The results from this new study show unequivocally that acupuncture is more than a placebo
Dr Hugh MacPherson
The trials, one of which took place in York, compared the pain relief benefit of acupuncture to either usual care alone, to sham (placebo) acupuncture in which the needles are inserted superficially or at a non-traditional site, while others compared all three methods. The study, published in the Archives of Internal Medicine, shows that for each of the four conditions, acupuncture’s pain relief benefit was statistically superior to both usual care and placebo acupuncture.
The meta-analysis is ongoing as more high-quality, randomised acupuncture trials are completed. The research was supported by grants from the National Center for Complementary and Alternative Medicine at the National Institutes of Health, the Samueli Institute and the National Institute for Health Research (NIHR) in England.
Acupuncture is an ancient Chinese form of treatment that involves the insertion of fine disposable needles into acupuncture points on the body. It usually involves a series of six to ten treatment sessions with ten to twelve needles to obtain sustained benefit for pain. It is available in the UK both privately and through the NHS for pain relief and it is estimated that British people receive four million acupuncture sessions each year, half of which are for pain relief.
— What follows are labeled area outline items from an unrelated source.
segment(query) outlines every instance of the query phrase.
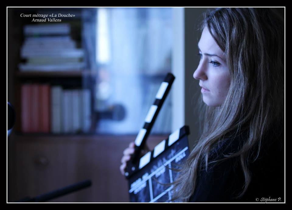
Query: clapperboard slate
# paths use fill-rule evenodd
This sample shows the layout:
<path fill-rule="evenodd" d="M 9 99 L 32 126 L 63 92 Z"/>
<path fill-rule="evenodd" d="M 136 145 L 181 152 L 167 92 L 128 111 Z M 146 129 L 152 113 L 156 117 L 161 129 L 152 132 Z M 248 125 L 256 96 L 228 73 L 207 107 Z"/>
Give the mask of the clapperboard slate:
<path fill-rule="evenodd" d="M 158 182 L 165 184 L 175 180 L 177 173 L 169 169 L 176 168 L 189 156 L 187 136 L 189 130 L 189 127 L 185 126 L 162 141 L 153 151 L 139 158 L 174 80 L 171 73 L 166 75 L 148 112 L 144 126 L 135 140 L 135 151 L 127 163 L 125 173 L 131 202 L 164 202 L 171 199 L 172 187 Z"/>

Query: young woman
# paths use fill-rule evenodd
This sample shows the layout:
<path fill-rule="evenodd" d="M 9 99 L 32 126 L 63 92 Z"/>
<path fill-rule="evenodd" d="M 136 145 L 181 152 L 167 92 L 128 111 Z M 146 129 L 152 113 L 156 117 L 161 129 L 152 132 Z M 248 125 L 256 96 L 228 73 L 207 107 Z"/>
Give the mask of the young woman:
<path fill-rule="evenodd" d="M 275 9 L 218 8 L 201 29 L 193 76 L 203 128 L 171 201 L 283 202 L 283 20 Z"/>

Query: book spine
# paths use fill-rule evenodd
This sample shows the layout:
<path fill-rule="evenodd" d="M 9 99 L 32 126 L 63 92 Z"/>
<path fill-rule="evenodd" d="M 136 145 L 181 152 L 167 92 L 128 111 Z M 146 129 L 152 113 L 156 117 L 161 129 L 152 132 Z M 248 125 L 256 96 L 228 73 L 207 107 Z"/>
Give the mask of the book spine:
<path fill-rule="evenodd" d="M 64 128 L 64 133 L 67 133 L 69 132 L 69 116 L 70 114 L 69 112 L 68 106 L 69 105 L 69 91 L 68 90 L 65 90 L 63 94 L 63 112 L 62 116 L 63 118 L 63 127 Z"/>
<path fill-rule="evenodd" d="M 23 84 L 21 86 L 21 131 L 23 133 L 31 131 L 31 90 L 29 84 Z"/>
<path fill-rule="evenodd" d="M 39 132 L 40 131 L 39 124 L 40 104 L 39 92 L 40 91 L 39 85 L 37 84 L 33 84 L 31 86 L 31 95 L 30 106 L 30 112 L 31 116 L 31 132 L 33 133 Z"/>
<path fill-rule="evenodd" d="M 81 126 L 80 124 L 80 113 L 79 112 L 79 101 L 80 101 L 78 90 L 75 90 L 72 91 L 72 112 L 73 117 L 73 130 L 74 132 L 78 132 L 80 131 Z"/>
<path fill-rule="evenodd" d="M 60 133 L 63 131 L 62 112 L 63 90 L 60 86 L 52 87 L 51 92 L 51 131 L 52 133 Z"/>
<path fill-rule="evenodd" d="M 50 87 L 49 85 L 40 85 L 40 131 L 43 133 L 50 131 Z"/>
<path fill-rule="evenodd" d="M 91 98 L 90 90 L 88 89 L 82 90 L 82 131 L 84 133 L 89 131 L 91 125 Z"/>

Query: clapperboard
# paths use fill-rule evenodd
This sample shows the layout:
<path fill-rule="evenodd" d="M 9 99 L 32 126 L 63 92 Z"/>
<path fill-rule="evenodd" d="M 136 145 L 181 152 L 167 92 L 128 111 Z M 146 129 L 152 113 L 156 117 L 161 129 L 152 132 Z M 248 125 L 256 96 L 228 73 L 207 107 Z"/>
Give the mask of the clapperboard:
<path fill-rule="evenodd" d="M 161 84 L 135 141 L 135 152 L 127 163 L 125 176 L 128 180 L 131 202 L 164 202 L 171 198 L 172 187 L 160 183 L 169 183 L 178 175 L 171 169 L 176 168 L 189 156 L 187 136 L 189 127 L 185 126 L 162 141 L 141 158 L 140 153 L 164 101 L 175 77 L 166 75 Z"/>

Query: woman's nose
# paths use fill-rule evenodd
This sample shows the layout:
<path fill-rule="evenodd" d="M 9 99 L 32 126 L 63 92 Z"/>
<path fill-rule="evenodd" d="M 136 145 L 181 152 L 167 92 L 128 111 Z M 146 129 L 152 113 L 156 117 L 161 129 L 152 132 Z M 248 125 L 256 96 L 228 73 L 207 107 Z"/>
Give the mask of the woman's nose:
<path fill-rule="evenodd" d="M 206 80 L 208 78 L 204 68 L 202 66 L 199 64 L 198 68 L 195 71 L 195 72 L 193 75 L 194 78 L 196 80 Z"/>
Dr MacPherson believes these definitive findings will give acupuncture recognition and encourage clinicians to recommend it as a safe and effective treatment.
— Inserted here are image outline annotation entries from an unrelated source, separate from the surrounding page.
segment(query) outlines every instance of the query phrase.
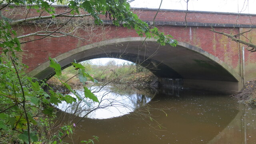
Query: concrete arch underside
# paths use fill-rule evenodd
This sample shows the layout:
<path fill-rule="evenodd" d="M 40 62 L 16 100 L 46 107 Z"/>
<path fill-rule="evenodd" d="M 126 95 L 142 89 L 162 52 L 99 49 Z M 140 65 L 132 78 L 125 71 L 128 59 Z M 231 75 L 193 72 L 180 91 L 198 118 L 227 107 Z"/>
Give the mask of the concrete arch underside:
<path fill-rule="evenodd" d="M 228 94 L 242 87 L 241 78 L 232 68 L 201 48 L 179 42 L 173 47 L 160 46 L 154 39 L 126 38 L 84 46 L 55 58 L 62 67 L 77 62 L 100 58 L 120 58 L 136 63 L 160 78 L 180 79 L 184 87 Z M 30 72 L 31 76 L 44 79 L 52 75 L 47 62 Z"/>

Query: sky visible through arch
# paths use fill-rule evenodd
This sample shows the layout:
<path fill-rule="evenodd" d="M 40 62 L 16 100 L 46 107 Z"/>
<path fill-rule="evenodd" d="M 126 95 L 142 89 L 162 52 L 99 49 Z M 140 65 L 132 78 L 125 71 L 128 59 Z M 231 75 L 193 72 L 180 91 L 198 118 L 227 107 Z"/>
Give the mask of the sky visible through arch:
<path fill-rule="evenodd" d="M 186 10 L 187 0 L 163 0 L 161 9 Z M 135 0 L 130 5 L 133 8 L 158 8 L 161 0 Z M 256 14 L 256 0 L 189 0 L 188 10 L 192 11 L 216 12 Z M 93 64 L 105 65 L 113 60 L 118 64 L 126 60 L 110 58 L 91 60 Z"/>

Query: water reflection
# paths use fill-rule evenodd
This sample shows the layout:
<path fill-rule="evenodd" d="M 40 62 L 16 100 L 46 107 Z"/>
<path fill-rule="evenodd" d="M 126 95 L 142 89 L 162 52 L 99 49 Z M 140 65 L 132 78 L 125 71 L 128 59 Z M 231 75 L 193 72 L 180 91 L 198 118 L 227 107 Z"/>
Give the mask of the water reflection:
<path fill-rule="evenodd" d="M 77 125 L 75 137 L 65 140 L 78 143 L 95 135 L 100 138 L 97 144 L 256 144 L 255 110 L 227 96 L 172 93 L 158 94 L 146 109 L 140 107 L 125 116 L 84 118 Z M 132 101 L 147 102 L 141 98 Z M 144 110 L 156 121 L 138 114 Z"/>
<path fill-rule="evenodd" d="M 149 102 L 153 95 L 145 92 L 131 90 L 117 90 L 109 86 L 104 87 L 93 86 L 91 90 L 97 96 L 100 103 L 94 102 L 88 98 L 85 100 L 90 104 L 84 102 L 71 104 L 66 102 L 60 104 L 58 108 L 66 112 L 80 117 L 103 119 L 118 117 L 133 112 L 138 108 Z M 76 92 L 82 96 L 84 94 L 82 90 Z M 75 97 L 74 95 L 72 96 Z"/>

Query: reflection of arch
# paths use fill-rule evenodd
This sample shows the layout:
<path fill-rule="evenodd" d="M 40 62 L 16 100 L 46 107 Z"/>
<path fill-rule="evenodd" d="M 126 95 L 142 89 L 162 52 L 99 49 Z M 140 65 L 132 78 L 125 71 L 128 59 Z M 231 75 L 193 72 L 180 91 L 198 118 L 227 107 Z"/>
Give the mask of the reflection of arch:
<path fill-rule="evenodd" d="M 232 69 L 200 48 L 182 42 L 176 47 L 160 46 L 154 39 L 147 40 L 142 45 L 144 40 L 136 37 L 108 40 L 82 46 L 55 58 L 62 67 L 69 66 L 74 59 L 81 62 L 99 58 L 120 58 L 139 63 L 158 77 L 190 80 L 187 81 L 190 83 L 195 80 L 199 80 L 197 84 L 205 80 L 236 84 L 241 81 Z M 49 61 L 45 62 L 29 74 L 41 79 L 46 78 L 53 72 L 49 65 Z"/>

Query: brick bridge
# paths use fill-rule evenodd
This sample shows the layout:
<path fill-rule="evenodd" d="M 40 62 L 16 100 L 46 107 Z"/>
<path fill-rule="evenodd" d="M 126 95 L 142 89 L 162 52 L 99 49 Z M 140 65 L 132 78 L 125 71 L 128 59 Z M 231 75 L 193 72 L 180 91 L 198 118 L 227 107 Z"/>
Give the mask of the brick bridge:
<path fill-rule="evenodd" d="M 56 9 L 67 8 L 59 6 Z M 149 24 L 152 23 L 156 12 L 149 9 L 134 10 Z M 248 31 L 255 28 L 256 15 L 190 11 L 186 16 L 186 28 L 185 14 L 181 10 L 162 10 L 155 19 L 161 31 L 179 42 L 176 47 L 160 46 L 154 39 L 146 40 L 142 45 L 144 38 L 138 37 L 134 30 L 106 24 L 104 30 L 93 32 L 95 36 L 90 36 L 89 42 L 67 36 L 48 37 L 26 43 L 22 48 L 29 52 L 22 54 L 28 59 L 24 58 L 22 62 L 29 66 L 30 76 L 42 79 L 53 72 L 49 67 L 49 56 L 56 58 L 63 68 L 70 66 L 74 59 L 81 62 L 116 58 L 140 64 L 158 77 L 166 78 L 161 79 L 162 82 L 182 79 L 185 88 L 226 93 L 237 92 L 247 81 L 256 77 L 256 52 L 243 50 L 242 45 L 210 31 L 210 26 L 217 31 L 233 35 Z M 32 26 L 22 28 L 23 34 L 35 29 Z M 84 35 L 85 33 L 80 30 L 78 34 Z M 256 42 L 256 34 L 245 35 L 253 42 Z"/>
He says: “The uncertainty as to whether acupuncture is simply a placebo has led to some discomfort about referring patients with chronic pain to an acupuncturist, however the results from this new study show unequivocally that acupuncture is more than a placebo. While the pain relieving effect of true acupuncture was found to be slightly better than that of placebo acupuncture, the pain relief difference between acupuncture and usual care alone was found to be much larger, and it is this difference that is most relevant to doctors and patients. If you are going to have acupuncture, then you definitely want to receive the real thing, as our evidence shows that placebo acupuncture performs less well.”
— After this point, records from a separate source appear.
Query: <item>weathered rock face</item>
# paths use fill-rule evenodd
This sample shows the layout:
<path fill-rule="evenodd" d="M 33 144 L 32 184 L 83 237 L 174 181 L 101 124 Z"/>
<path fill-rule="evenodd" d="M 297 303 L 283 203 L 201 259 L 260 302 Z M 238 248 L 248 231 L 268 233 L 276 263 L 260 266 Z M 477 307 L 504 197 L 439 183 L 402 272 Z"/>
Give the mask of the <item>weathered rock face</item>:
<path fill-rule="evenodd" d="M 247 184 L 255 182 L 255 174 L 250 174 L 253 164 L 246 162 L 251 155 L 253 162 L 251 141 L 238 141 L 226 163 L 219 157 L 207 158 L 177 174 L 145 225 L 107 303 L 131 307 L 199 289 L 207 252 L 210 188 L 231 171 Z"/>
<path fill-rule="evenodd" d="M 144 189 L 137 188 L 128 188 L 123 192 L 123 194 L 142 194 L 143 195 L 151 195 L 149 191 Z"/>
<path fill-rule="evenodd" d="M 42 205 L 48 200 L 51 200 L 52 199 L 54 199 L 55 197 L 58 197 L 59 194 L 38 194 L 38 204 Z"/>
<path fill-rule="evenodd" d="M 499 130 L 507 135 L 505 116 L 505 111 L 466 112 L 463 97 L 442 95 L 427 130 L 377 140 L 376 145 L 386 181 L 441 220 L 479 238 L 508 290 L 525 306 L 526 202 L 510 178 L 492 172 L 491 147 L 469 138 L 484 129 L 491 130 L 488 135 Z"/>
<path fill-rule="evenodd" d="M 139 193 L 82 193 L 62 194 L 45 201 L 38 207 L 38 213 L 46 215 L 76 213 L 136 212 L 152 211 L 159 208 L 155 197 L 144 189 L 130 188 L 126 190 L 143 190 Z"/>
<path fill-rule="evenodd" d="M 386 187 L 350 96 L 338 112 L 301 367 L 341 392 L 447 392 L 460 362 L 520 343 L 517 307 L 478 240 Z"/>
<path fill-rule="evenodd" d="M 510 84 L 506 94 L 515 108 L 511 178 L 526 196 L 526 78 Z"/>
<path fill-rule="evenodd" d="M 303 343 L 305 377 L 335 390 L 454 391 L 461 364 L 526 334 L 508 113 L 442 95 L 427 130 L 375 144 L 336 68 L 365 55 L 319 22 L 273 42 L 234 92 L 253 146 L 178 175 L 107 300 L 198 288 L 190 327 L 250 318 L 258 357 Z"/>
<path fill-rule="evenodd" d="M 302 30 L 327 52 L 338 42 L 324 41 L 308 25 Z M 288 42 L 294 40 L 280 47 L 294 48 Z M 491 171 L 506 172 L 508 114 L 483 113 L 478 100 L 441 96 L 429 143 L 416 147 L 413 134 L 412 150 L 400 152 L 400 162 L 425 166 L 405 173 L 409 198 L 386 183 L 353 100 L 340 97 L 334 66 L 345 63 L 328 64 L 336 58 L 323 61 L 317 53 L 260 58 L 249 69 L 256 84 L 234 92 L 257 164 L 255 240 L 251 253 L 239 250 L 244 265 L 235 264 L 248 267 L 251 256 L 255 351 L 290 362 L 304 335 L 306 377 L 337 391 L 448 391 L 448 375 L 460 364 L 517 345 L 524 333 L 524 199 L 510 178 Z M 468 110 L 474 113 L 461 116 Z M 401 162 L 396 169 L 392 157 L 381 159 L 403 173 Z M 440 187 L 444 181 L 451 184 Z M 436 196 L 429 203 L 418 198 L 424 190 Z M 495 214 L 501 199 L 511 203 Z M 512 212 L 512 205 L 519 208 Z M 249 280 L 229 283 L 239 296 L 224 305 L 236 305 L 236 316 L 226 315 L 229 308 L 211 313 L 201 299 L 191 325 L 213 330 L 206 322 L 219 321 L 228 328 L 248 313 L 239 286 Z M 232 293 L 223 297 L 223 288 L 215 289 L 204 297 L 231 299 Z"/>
According to attending research methodologist and lead author on the study, Dr Andrew Vickers, of Memorial Sloan-Kettering, many of the estimated three million American adults who receive acupuncture treatment each year use it to ease chronic pain, but its clinical impact has never been convincingly demonstrated.
Dr Vickers says: “There are very few treatments for chronic pain supported by the findings of an individual patient data meta-analysis such as ours, which uses a large number of patients taking part in high quality, randomized trials, and we hope these findings will inform future clinical and policy decisions for acupuncture.”